There is a lot more to the idea of telling the truth versus telling a lie. In a perfect world revolving around you, everyone would tell you what you want to be true. In a world out to get you, people would say what they want to be true. At no point would actual truth purposefully enter the equation. The world is a fluid environment, constantly changing. Sometimes a truth becomes a falsehood through a failure of communication, misbehavior (adult style), or even the intervention of a 3rd party. To avoid unnecessary emotional damage a slightly more distant perspective can be invaluable, even on matters close to the heart.
When someone makes a statement, it can be true at that moment but not necessarily for long. For example, “You are standing on my face” is spoken in hopes that their face won’t be stood on for much longer. There is no lie intended, just a fact that moves into the past tense. While this is an absurd example, the principle applies to far more intimate statements. Even “I love you” can stop being true if the feeling is not mutual, especially when the reality is presented in a slap to the face either real or metaphorical. There is also the possibilty that another person will arrive suddenly and take over the spotlight. That doesn’t make it right, acceptable, honorable, or any other positive adjective, but sudden changes in “truth” are happening constantly.
For some, the truth is only true as long as they want it to be. This loose interpretation is most common for parents making “deals” with their kids. Accomplish A, B, and C and you can borrow the car. But while meeting those prerequisites, it is very common for a child to mess up something else rather badly, which is grounds for the parent to cancel the original deal even after the conditions have been met. This principle applies in romantic relationships as well. For example, “I will always be here for you no matter what” can be negated by “you slept with my sister?” or “you murdered my mother?” or any number of less drastic events. The point is, any truth can be derailed by unrelated events.
Another perspective deals with the person on the receiving end of a promise. Typically when someone makes you a promise, it is based on a foundation of shared experience and trust. However, if you undermine the foundation then you can destroy everything and change someone else’s truth for them. This sounds amazingly similar to some of what I already stated simply because it is the same concept viewed from the other side. In short, both the promiser and the promisee can change the truth into what may seem like a lie.
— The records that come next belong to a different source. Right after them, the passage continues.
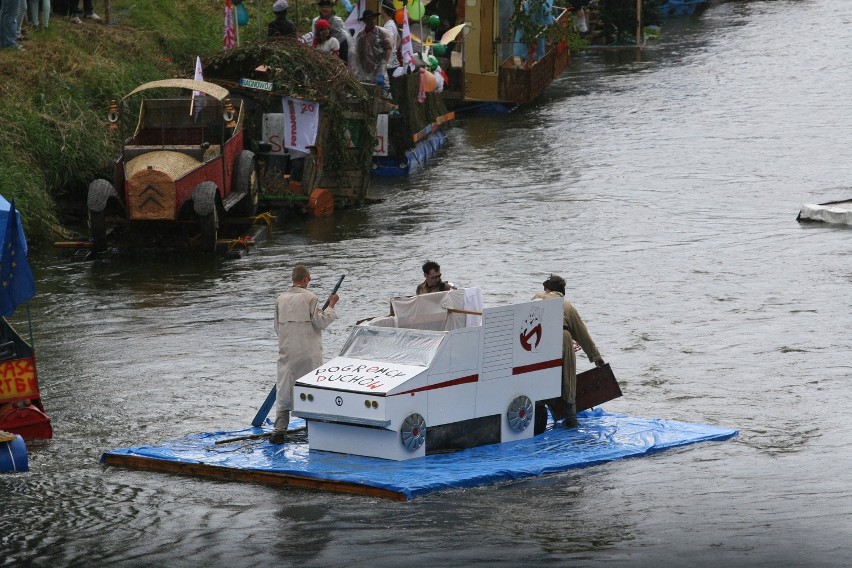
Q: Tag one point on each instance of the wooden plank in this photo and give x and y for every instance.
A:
(253, 476)
(596, 386)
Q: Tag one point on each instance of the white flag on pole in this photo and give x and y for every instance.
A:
(352, 22)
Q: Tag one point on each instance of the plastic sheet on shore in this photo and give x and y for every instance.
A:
(601, 437)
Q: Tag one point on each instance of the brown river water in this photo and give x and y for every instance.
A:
(663, 186)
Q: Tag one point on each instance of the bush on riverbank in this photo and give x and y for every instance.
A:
(54, 96)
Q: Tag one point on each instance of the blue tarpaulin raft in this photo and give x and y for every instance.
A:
(601, 437)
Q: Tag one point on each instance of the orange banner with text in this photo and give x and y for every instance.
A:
(18, 380)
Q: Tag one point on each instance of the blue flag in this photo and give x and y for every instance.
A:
(16, 279)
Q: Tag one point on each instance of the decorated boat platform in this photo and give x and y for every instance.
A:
(442, 394)
(21, 410)
(247, 455)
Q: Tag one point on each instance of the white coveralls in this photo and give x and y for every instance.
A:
(299, 322)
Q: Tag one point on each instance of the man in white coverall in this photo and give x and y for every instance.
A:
(299, 322)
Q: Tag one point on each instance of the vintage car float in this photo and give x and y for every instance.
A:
(185, 163)
(440, 374)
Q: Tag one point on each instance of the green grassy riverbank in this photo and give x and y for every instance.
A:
(55, 95)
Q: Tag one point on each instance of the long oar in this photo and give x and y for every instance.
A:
(263, 412)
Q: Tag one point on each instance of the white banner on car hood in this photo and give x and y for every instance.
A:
(301, 123)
I could go on and on giving situations of varying severity, but if you understand one concept and remember it, you can extrapolate it to make sense of almost any social interaction. Any statement, belief, fact, situation is contingent on thousands of connections between any number of people, and as such can change in a fundamental or superficial way without warning. The key to surviving with your heart intact is to recognize the interweaving lattice supporting any promise or declaration and be understanding of the effects of change on your own situation. Put simply, go with the flow.
The truth is out there, but it is subject to change without notice. Take a deep breath, look at the big picture, and save yourself a lot of anger, frustration, and resentment.